Another phase of the experiment tested whether fact-checking comments could reduce participants’ willingness to share false COVID-19 posts. The setup mirrored the first experiment: participants rated how likely they were to share the same posts. Responses were scored on a 0–3 scale, where 0 meant “not at all likely,” 1 “unlikely,” 2 “somewhat likely,” and 3 “very likely.” In the control group, the average likelihood to share misinformation posts was lowest in the UK (0.47), followed by Brazil (0.71) and India (1.61).

Efforts to combat misinformation must be multilayered

In Brazil, exposure to fact-checking comments reduced people’s willingness to share false posts by 7.4% to 11.2% compared with the control group. In India, unlinked comments had only a minor effect (a 5.7% drop), while those that included a link to a trusted information source reduced people’s willingness to share false COVID-19 content by 11.6%.

“These prompts work to some degree—but their impact depends heavily on each country’s context,” says Camila Mont’Alverne, a professor at the University of Strathclyde in Scotland and one of the study’s authors. “That’s why social and economic differences need to be factored in when designing strategies against misinformation.” Mont’Alverne suggests that social media platforms should give users more tools to help preserve information integrity. “Labels are one example—short text tags or visual cues that help users spot whether a post is credible or false,” she says. “Platforms used them for a while during the pandemic, but later pulled back.”

Raquel Recuero, a researcher at the Federal University of Rio Grande do Sul (UFRGS) who was not involved in the study, argues that these measures are unlikely to solve the problem since misinformation is a systemic issue. “People are bombarded with falsehoods across multiple channels,” she explains. “Someone who already doubts vaccine efficacy might see a video of a foreign health official claiming vaccines aren’t safe, then get a message from a neighbor repeating this false claim. All that reinforcement strengthens their belief,” says Recuero, who authored the book A rede da desinformação Sistemas, estruturas e dinâmicas nas plataformas de mídias sociais (A network of misinformation: Social media platforms, structures, and dynamics; Editora Sulina, 2024). “That’s why a warning comment or a fact-checking link, while useful, can only go so far amid the sheer volume of content moving through social media,” she adds.

“This study reminds us that efforts to combat misinformation must be multilayered,” says Dayane Machado, a doctoral researcher at the Department of Science and Technology Policy at the University of Campinas (UNICAMP), who studies health misinformation and was not involved in the study. “We can’t rely on just one approach.” Machado coauthored a 2020 study in Frontiers in Communication that examined Brazilian YouTube creators spreading false information about vaccines.
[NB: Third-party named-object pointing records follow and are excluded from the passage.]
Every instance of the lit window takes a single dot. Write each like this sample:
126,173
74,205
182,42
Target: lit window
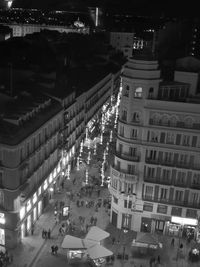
28,205
34,198
50,178
138,92
45,185
39,190
2,218
22,213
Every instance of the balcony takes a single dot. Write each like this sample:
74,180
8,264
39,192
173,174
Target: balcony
127,156
157,180
175,164
187,204
179,124
123,175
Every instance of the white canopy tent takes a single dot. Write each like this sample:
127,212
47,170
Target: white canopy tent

The research found that YouTube was helping fuel the spread of misinformation by allowing those videos to be monetized—bringing in ad revenue for both the creators and the platform itself. She argues that the burden of correcting misinformation shouldn’t fall on individual users.
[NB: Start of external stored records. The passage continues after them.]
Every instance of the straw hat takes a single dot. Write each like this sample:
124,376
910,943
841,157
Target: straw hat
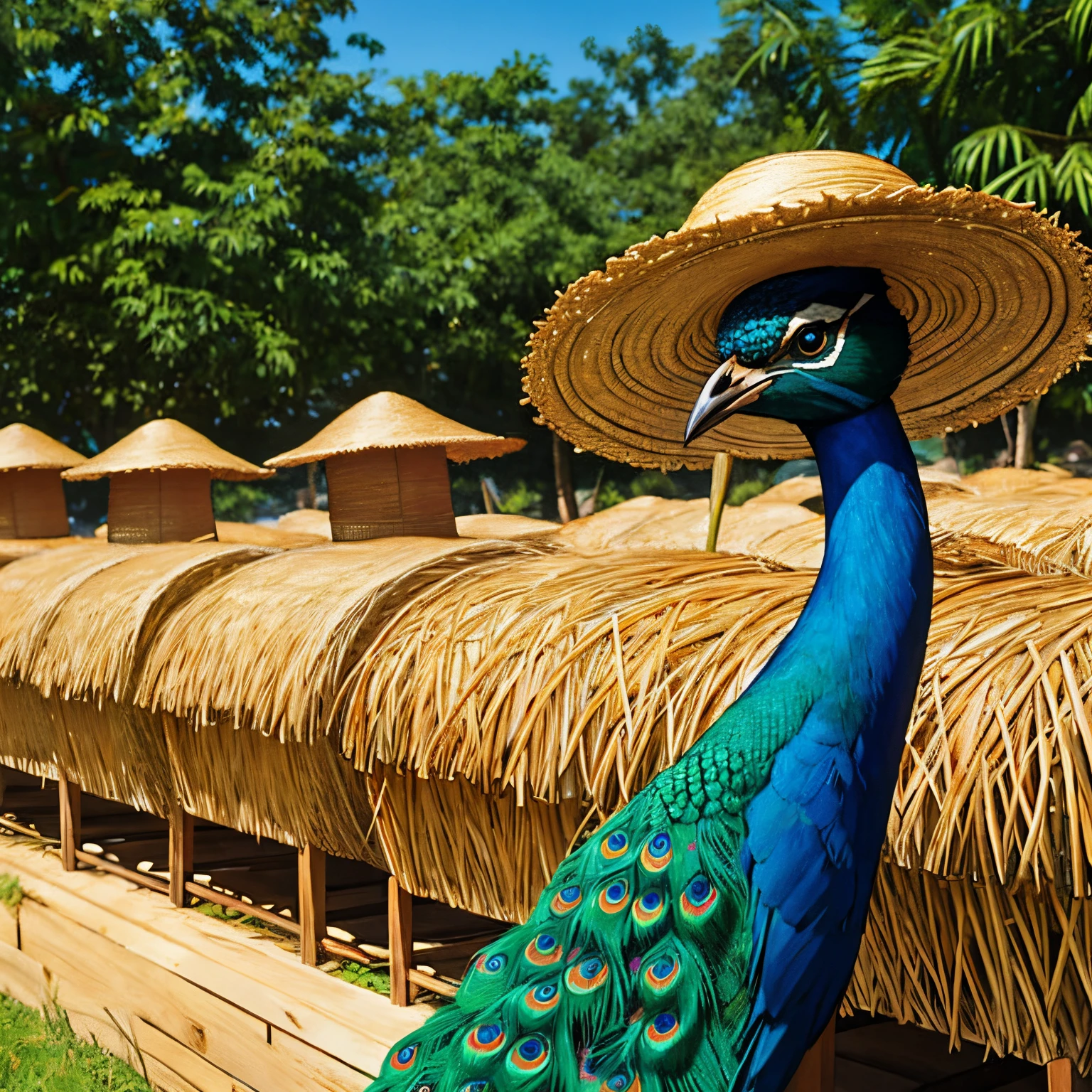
23,448
392,421
996,295
166,444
Recuero agrees, saying the problem demands a coordinated set of actions. One approach, she says, is offline engagement—working directly with trusted local actors like community health agents, who can share accurate information credibly—as long as they are not themselves misinformed. “In a study we conducted in Maranhão, we found that even health agents had doubts about vaccine effectiveness—because they, too, were being bombarded with misinformation,” she recalls. She also highlights the value of coalitions of universities, government agencies, and civil society groups to tackle misinformation in specific fields through coordinated action.

In such a complex landscape, is it still worth commenting to fact-check falsehoods on social media? “Absolutely,” Recuero says. “At the very least, you might discourage someone from sharing that lie.”

The story above was published with the title “A warning lost in the noise” in issue 356 of October/2025.